Statisticians (and many others) tend to focus on the application of the “real” statistical method–the regression model, lasso shrinkage, or support vector machine. But as much painful experience in a variety of fields has demonstrated, much what happens before the application of the key model is as important, or even more important.
Pregibon makes an important point that although statisticians are generally resistant to incorporating their own expertise into software, they have no problem writing textbooks about the same topic. I’ve observed the same attitude when I talk about evidence-based data analysis. If I were to guess, the problem is that textbooks are still to a certain extent abstract, while software is 100% concrete.
Initial efforts to incorporate statistical expertise into software were aimed at helping inexperienced users navigate through the statistical software jungle that had been created…. Not surprisingly, such ideas were not enthusiastically embraced by the statistics community. Few of the criticisms were legitimate, as most were concerned with the impossibility of automating the “art” of data analysis. Statisticians seemed to be making a distinction between providing statistical expertise in textbooks as opposed to via software. [emphasis added]

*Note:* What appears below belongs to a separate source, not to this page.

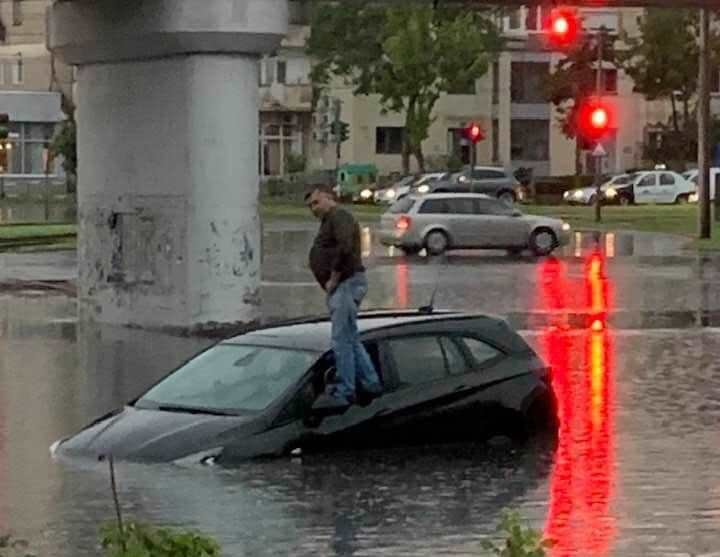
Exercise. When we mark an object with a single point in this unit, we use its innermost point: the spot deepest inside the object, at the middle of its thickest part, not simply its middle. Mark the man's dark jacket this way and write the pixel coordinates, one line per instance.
(336, 247)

In short, Pregibon wanted to move data analysis from an art to a science, more than 20 years ago! He stressed that data analysis, at that point in time, was not considered a process worth studying. I found the following paragraph interesting and worth considering in now, over 20 years later. He talks about the reasons for incorporating statistical expertise into software.
The third [reason] is to study the data analysis process itself, and that is my motivating interest. Throughout American or even global industry, there is much advocacy of statistical process control and of understanding processes. Statisticians have a process they espouse but do not know anything about. It is the process of putting together many tiny pieces, the process called data analysis, and is not really understood. Encoding these pieces provides a platform from which to study this process that was invented to tell people what to do, and about which little is known. [emphasis added]
I believe we have come quite far since 1991, but I don't think we no much more about the process of data analysis, especially in newer areas that involve newer data. The reason is because the field has not put much effort into studying the whole data analysis process. I think there is still a resistance to studying this process, in part because it involves "stooping" to analyze data and in part because it is difficult to model with mathematics. In his presentation, Pregibon suggests that resampling methods like the bootstrap might allow us to skirt the mathematical difficulties in studying data analysis processes.
One interesting lesson Pregibon relates during the development of REX, an early system that failed, involves the difference between the end-goals of statisticians and non-statisticians:
Several things were learned from the work on REX. The first was that statisticians wanted more control. There were no users, rather merely statisticians looking over my shoulder to see how it was working. Automatically, people reacted negatively. They would not have done it that way. In contrast, non-statisticians to whom it was shown loved it. They wanted less control. In fact they did not want the system--they wanted answers.